So, here we have what I submitted to Chlotrudis just before the midnight deadline:

SEQUELS
Toy Story 2 - Seeing the double feature back-to-back solidified just how much Pixar had grown between the first and second movies; not only had the technoloy improved, but Pixar had truly developed their own voice at this point. Where Toy Story, though wonderful, was clearly pulled in opposite directions by Disney's musical formula on one side and outside screenwriters like Joss Whedon on the other, the sequel feels much more like how we now think of a Pixar film. And, as much as I like Randy Newman and the songs in the first, there have been few musical moments as good as "When She Loved Me" in any movie.

Babe - Pig in the City - Gene Siskel called it his best film of the year, and though there may be room for argument (I think that was the same year Ebert gave the nod to Dark City), it's one that takes the story to entirely new places while still remaining connected to its predecessor. I love that the city, in Babe's world, is a busy, mashed-together conglomeration of things even as the farm is perfectly pastoral. It's a shame Miller never got to do his planned third Babe movie, as Babe in the Woods would have been much less expensive than this one (a box office disappointment because of its high cost).

The Empire Strikes Back - Unless I'm mistaken, aside from being proof that Star Wars wasn't a fluke (and neither was George Lucas), that this is the first sequel I can remember where the filmmakers had such confidence in the series that they were able to leave it open-ended for a part three. Now that's spread to first episodes (fine if you're Batman Begins, not so much if you're The Golden Compass), but at the time, it was a stunning display of just how grand Lucas's vision was. And, there's great action, plus Harrison Ford kicks butt here - it's seldom mentioned in the list of great Star Wars moments, but the scene where the door opens on Bespin to reveal Vader, and Han Solo immediately pulls out his blaster and fires away, is one of my favorites in the series.

The Good, The Bad, and the Ugly - The other "Man with no Name" movies are good, no question, but this third one has Sergio Leone firing on all cylinders, with a great story full of double-crosses, dark humor, and action.
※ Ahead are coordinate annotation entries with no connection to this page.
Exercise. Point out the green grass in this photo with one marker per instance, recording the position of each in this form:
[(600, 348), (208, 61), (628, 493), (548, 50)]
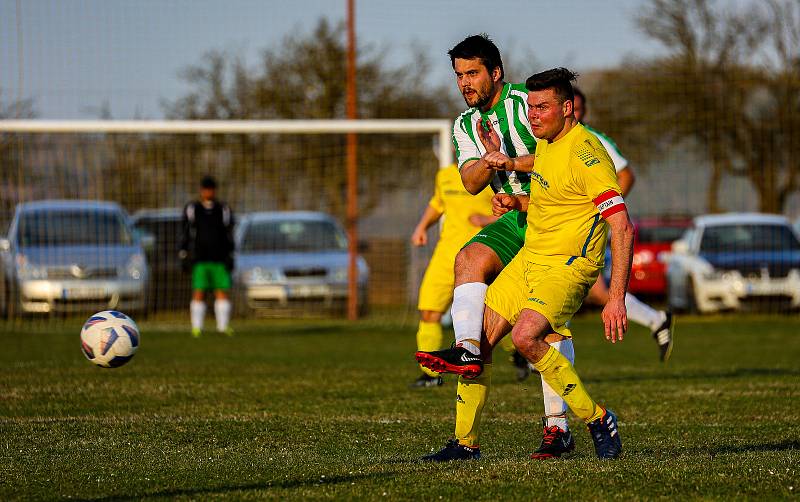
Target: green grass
[(321, 410)]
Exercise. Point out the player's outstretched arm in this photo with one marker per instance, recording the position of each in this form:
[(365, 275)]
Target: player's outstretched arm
[(476, 175), (626, 179), (615, 318), (481, 220), (420, 235)]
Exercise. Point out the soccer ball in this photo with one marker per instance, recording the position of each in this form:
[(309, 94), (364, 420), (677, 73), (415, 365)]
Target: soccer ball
[(109, 339)]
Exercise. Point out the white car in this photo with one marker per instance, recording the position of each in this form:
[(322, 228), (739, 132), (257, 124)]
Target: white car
[(734, 261), (294, 261)]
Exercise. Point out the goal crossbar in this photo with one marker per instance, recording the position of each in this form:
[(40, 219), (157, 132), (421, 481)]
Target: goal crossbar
[(440, 127)]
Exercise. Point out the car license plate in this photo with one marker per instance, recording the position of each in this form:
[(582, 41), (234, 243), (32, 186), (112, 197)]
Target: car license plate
[(83, 293), (306, 290)]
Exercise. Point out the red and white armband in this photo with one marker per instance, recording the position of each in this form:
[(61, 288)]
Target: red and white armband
[(608, 203)]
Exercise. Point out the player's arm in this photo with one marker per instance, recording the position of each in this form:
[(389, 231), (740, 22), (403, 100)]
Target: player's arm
[(612, 209), (503, 203), (186, 231), (420, 235), (626, 179), (481, 220), (496, 159)]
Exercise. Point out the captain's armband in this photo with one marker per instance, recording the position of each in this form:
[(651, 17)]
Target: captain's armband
[(608, 203)]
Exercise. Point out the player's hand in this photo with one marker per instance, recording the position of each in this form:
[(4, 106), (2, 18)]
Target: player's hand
[(499, 161), (503, 203), (615, 319), (419, 237), (488, 136)]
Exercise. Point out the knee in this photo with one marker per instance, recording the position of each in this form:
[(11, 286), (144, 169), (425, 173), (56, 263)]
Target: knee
[(430, 316), (522, 341), (477, 262)]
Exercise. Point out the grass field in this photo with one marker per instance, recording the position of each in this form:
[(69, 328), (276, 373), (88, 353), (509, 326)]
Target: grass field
[(321, 409)]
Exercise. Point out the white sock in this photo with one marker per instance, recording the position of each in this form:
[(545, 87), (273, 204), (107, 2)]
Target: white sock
[(222, 311), (642, 313), (197, 310), (555, 409), (467, 312)]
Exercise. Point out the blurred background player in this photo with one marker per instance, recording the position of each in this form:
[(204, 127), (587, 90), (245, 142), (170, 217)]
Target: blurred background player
[(463, 216), (660, 322), (207, 250)]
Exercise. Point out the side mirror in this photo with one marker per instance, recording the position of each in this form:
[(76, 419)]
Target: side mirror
[(146, 239), (680, 247), (148, 242)]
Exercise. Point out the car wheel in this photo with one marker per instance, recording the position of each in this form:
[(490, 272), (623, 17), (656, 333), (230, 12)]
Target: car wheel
[(691, 298)]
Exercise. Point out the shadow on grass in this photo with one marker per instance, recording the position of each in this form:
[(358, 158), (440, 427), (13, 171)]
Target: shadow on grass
[(697, 375), (749, 448), (282, 484)]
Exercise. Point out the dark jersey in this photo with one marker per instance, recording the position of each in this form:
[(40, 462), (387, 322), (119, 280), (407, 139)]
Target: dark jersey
[(208, 232)]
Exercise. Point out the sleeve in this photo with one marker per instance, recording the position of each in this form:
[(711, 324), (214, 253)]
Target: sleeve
[(229, 221), (596, 176), (466, 149), (619, 161), (186, 226), (437, 202)]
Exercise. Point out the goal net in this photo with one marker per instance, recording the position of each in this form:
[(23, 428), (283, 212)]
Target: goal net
[(285, 181)]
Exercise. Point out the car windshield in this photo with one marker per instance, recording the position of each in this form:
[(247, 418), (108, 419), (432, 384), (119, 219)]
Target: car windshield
[(293, 236), (72, 228), (665, 234), (753, 237)]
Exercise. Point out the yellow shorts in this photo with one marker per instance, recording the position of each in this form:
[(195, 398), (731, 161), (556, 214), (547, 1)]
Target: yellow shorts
[(436, 290), (548, 286)]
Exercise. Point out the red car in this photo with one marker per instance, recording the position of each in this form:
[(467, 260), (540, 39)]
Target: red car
[(654, 237)]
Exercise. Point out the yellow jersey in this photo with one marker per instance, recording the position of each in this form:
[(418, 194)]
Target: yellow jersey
[(451, 198), (573, 188)]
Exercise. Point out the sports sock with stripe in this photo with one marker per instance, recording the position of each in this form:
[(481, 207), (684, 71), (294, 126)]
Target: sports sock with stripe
[(555, 408), (467, 312), (560, 375), (470, 399)]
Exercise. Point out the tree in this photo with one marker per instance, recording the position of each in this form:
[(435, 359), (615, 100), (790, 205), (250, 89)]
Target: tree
[(729, 85)]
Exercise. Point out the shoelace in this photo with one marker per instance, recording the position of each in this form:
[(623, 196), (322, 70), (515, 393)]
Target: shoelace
[(550, 434)]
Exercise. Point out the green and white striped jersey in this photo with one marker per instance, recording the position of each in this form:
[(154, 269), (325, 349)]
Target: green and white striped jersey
[(509, 117), (620, 162)]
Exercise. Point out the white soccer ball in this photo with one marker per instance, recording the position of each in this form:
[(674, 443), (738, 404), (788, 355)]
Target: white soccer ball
[(109, 339)]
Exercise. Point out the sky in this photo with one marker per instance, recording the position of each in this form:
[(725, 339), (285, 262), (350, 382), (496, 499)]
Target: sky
[(73, 56)]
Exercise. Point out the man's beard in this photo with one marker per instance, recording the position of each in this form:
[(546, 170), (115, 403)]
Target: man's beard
[(482, 99)]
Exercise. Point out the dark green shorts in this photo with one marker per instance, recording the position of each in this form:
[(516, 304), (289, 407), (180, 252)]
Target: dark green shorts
[(208, 275), (505, 236)]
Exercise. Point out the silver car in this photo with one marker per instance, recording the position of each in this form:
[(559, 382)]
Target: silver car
[(294, 261), (735, 261), (71, 256)]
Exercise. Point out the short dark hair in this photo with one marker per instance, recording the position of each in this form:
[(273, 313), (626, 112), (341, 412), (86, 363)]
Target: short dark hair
[(558, 79), (208, 182), (480, 47), (579, 93)]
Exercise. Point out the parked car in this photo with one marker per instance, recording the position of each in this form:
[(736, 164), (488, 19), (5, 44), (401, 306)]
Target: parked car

Plus, of course, Ennio Morricone's memorable score and some of the best cinematography in any western ever.

Terminator 2 - My first encounter with the term now called the "spoiler", as I thought that everyone had seen the previews and read in various magazines that Arnold Schwarzeneggar was playing the good guy this time around. Oops. I remain sorry, Jason Browne. James Cameron's skill as a director means the movie holds up despite the fact that what was utterly revolutionary in this one has become part of the special effects technicians standard bag of tricks.
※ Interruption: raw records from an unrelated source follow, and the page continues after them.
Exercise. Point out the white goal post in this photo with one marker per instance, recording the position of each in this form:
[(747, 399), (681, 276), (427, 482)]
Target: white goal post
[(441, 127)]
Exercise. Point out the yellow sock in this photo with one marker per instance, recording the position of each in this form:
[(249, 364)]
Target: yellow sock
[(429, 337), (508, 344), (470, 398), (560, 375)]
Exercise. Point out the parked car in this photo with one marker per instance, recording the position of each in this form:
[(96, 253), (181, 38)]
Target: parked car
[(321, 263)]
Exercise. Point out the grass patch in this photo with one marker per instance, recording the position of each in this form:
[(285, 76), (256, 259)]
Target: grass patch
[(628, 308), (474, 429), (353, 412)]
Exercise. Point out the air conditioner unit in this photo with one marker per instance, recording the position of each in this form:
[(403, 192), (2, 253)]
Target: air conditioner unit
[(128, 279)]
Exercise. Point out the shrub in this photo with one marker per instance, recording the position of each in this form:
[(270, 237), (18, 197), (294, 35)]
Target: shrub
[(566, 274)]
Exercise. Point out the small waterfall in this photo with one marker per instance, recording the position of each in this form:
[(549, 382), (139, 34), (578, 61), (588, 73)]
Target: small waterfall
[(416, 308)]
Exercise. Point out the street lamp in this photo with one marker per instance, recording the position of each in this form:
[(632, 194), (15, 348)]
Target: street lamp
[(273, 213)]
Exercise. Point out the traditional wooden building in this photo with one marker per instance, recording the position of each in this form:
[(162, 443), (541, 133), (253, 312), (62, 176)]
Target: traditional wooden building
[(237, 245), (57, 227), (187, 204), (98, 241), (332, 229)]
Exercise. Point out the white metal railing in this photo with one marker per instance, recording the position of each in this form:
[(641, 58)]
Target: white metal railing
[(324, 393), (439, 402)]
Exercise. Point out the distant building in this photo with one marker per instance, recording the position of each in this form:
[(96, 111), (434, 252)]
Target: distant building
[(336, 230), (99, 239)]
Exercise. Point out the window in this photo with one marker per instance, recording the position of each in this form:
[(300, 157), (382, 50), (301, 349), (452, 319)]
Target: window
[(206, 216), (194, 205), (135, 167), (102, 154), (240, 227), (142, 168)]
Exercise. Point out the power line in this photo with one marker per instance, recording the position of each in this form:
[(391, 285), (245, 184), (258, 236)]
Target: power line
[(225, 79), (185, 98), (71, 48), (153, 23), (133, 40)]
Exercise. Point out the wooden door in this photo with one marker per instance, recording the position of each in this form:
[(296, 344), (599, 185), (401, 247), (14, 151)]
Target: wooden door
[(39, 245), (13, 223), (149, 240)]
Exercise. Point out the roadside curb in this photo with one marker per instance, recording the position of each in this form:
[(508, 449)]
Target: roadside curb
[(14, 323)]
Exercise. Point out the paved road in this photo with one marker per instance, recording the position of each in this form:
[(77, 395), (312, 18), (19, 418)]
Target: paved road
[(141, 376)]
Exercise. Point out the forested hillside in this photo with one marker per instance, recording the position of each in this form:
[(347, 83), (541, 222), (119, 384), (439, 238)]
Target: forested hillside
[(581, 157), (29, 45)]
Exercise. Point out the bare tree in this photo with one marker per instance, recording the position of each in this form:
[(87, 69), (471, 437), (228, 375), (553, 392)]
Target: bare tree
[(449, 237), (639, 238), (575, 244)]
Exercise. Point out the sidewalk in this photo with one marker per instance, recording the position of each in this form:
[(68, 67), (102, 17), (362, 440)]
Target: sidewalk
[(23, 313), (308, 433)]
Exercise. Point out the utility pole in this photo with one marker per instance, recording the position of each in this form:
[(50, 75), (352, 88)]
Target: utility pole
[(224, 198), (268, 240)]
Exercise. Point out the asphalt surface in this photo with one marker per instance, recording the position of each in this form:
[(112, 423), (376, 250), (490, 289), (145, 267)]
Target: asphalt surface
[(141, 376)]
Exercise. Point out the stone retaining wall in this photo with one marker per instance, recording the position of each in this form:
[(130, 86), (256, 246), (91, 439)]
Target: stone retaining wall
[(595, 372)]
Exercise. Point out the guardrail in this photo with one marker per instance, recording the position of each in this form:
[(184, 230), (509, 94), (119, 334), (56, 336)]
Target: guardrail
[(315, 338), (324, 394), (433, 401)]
Evil Dead 2 & Army of Darkness - I kick myself that I didn't see Army of Darkness in the theater; I was in college, easy walking distance, it got a decent review in the Worcester Telegram & Gazette, but, no, my friends and I didn't discover it until after we'd become Bruce Campbell fans watching The Adventures of Brisco County Junior. It's amazing how far Sam Raimi wound up getting from the original The Evil Dead in tone by the end of the series; I can't think of any other director who has pulled that off and had all three parts remain beloved for what they are - a straight-on horror movie, a horror/comedy hybrid that works without being self-referential, and a goofy parody of Ray Harryhausen-style adventures. Honorable mentions for being near the top of my list of most repurchased films - I've owned each on VHS, DVD (twice apiece, between initial releases and special editions), and HD-DVD (for Army of Darkness) or Blu-ray (for Evil Dead 2). And, no, I'm not buying the new AOD BD. Today, at least.
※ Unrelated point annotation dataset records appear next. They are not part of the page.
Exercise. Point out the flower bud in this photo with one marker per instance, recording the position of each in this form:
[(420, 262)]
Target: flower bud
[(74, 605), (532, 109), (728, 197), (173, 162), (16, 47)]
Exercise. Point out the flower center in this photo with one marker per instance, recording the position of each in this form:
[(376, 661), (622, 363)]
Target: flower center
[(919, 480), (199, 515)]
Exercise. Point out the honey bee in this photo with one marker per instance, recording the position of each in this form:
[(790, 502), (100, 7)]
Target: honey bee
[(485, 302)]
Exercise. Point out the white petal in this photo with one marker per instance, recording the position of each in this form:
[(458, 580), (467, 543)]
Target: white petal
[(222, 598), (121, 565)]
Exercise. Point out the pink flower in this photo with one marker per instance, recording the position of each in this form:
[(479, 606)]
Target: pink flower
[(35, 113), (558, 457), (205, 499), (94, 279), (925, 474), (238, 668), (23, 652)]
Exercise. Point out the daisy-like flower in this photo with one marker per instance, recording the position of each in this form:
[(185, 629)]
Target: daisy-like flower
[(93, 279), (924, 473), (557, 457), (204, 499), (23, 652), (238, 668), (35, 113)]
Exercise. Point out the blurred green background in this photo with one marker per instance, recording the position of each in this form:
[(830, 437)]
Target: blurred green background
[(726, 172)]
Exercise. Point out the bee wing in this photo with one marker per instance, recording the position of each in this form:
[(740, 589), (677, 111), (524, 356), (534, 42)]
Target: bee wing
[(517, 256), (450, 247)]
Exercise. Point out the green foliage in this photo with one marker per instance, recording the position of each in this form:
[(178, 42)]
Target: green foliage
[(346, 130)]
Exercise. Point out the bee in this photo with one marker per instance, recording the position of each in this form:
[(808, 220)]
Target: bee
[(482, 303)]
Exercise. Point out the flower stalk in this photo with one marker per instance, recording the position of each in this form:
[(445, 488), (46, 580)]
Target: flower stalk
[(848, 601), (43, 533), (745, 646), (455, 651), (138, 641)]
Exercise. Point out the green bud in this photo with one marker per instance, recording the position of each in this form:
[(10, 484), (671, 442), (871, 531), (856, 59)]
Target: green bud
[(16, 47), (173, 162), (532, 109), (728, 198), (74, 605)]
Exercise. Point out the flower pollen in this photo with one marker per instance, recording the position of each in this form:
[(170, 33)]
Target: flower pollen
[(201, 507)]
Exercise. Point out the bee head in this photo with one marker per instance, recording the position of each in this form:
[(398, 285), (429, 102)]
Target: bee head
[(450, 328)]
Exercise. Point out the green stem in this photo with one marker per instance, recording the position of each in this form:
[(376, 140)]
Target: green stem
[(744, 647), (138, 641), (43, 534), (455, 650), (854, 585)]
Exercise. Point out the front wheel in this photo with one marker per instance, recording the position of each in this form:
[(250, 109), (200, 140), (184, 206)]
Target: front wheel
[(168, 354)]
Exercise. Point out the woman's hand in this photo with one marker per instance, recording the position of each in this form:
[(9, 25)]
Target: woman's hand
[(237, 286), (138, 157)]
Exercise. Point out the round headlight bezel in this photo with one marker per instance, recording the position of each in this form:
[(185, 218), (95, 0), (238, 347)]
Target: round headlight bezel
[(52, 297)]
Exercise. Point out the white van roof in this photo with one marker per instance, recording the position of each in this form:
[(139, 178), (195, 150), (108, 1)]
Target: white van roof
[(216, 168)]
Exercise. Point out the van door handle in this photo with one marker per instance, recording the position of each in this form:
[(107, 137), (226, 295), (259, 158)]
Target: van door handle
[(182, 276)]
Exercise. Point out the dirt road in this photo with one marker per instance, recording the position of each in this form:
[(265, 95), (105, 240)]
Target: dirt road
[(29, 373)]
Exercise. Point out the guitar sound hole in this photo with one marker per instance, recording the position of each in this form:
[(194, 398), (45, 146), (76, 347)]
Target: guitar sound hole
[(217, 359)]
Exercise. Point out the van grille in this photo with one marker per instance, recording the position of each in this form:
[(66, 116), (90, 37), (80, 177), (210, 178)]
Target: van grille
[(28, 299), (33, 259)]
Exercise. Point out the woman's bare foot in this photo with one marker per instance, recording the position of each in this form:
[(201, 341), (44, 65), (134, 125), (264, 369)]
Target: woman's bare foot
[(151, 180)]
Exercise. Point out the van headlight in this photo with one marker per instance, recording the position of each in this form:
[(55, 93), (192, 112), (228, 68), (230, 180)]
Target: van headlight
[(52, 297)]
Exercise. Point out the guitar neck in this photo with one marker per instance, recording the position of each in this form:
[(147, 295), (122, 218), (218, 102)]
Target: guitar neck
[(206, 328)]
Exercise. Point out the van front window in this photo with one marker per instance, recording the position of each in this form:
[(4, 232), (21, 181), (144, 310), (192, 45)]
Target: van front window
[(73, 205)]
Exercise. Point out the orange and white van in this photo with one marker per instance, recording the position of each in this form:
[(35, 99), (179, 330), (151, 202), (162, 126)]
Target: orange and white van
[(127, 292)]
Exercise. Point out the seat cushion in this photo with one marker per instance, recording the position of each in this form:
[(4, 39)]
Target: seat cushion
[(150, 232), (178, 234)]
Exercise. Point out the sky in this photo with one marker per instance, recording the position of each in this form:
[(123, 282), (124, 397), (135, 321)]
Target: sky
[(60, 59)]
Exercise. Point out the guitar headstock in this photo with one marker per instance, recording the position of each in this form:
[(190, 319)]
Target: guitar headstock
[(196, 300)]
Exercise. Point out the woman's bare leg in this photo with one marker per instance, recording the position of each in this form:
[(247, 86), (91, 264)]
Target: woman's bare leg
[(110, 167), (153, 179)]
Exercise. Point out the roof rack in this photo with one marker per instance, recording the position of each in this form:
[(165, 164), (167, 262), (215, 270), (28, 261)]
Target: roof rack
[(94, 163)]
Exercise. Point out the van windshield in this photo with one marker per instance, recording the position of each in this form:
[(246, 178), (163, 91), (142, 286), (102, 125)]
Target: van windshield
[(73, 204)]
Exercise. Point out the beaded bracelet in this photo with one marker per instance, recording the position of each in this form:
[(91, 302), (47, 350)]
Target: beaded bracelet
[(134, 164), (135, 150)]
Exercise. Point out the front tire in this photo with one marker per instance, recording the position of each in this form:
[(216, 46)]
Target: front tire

Indiana Jones & the Temple of Doom - Indiana Jones and the Last Crusade is the sequel to Raiders of the Lost Ark that tends to get the most love, while Temple is just sort of dismissed. Still, where Last Crusade is a little too much an attempt to recreate Raiders exactly, Temple of Doom is Spielberg in his all-too-rare loopy, "let's scare the hell out of some kids" mode. It's frantic, frequently demented, and if it goes too far in the direction of gleeful anarchy, that's at least close to its Saturday-serial origins.

Before Sunset - The rare sequel made entirely because the people involved felt they had another story to tell, versus as a cash-in. For a film that, like Before Sunrise, is all walk-and-talk, it is legitimately exciting to see the two characters together again. The use of real time is nifty without becoming a gimmick, and the last couple lines are perfect.

Back to the Future 2 & 3 - I only included #3 on the list sent out, because #2, despite being conceptually ambitious in its storytelling (to the point of needing Christopher Lloyd to sketch out the plot on his chalkboard), is a little too dark and kind of hollow. #3 isn't deep, but it is fun, and unlike #2, it can be watched on its own.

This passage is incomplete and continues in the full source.